Combien le Canada peut-il se permettre de perdre avant que son indépendance et son autosuffisance ne soient menacées ?
Les acquisitions par des sociétés étrangères de ressources stratégiques ne peuvent pas être considérées individuellement.
La récente chute des prix mondiaux du pétrole a été exacerbée lorsque les pays du cartel OPEP+ ont tenté de renforcer leur domination mondiale en utilisant leur emprise stratégique sur le pétrole pour détruire les concurrents du libre marché en Europe et en Amérique du Nord et pour déstabiliser leur sécurité énergétique.

L’utilisation croissante de barrières commerciales non tarifaires comme celles employées par la République populaire de Chine contre les exportations de canola, de ginseng et de soja du Canada peut avoir un effet dévastateur sur la sécurité alimentaire et les revenus nationaux.

Dans le domaine des télécommunications, il n’y a que deux grands fabricants de réseaux 5G : Ericsson/Nokia et la société chinoise Huawei. Cette emprise stratégique sur les technologies de télécommunications pourrait mettre la sécurité nationale en danger.

C’est le pouvoir des autres formes de politique étrangère — et le Canada est vulnérable.

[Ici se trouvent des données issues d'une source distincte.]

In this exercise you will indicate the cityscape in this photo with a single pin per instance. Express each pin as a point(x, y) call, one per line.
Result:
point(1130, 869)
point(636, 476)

Le Canada est une nation commerçante s’appuyant sur le libre marché et requérant des investissements étrangers directs pour faire croître son économie. Par ailleurs, le Canada doit élaborer un plan d’ensemble pour les rachats d’entreprises par des sociétés étrangères qui tient compte de tous les aspects de la diplomatie douce et de la diplomatie musclée pour évaluer le coût réel de la vente du Canada.

Leona Alleslev — Chef adjointe du Parti conservateur et ministre du Cabinet fantôme responsable des Affaires étrangères ; Pierre Paul-Hus — ministre du Cabinet fantôme conservateur responsable de la Sécurité publique, de la Sécurité frontalière et de la Protection civile ; Shannon Stubbs — ministre du Cabinet fantôme conservateur responsable des Ressources naturelles.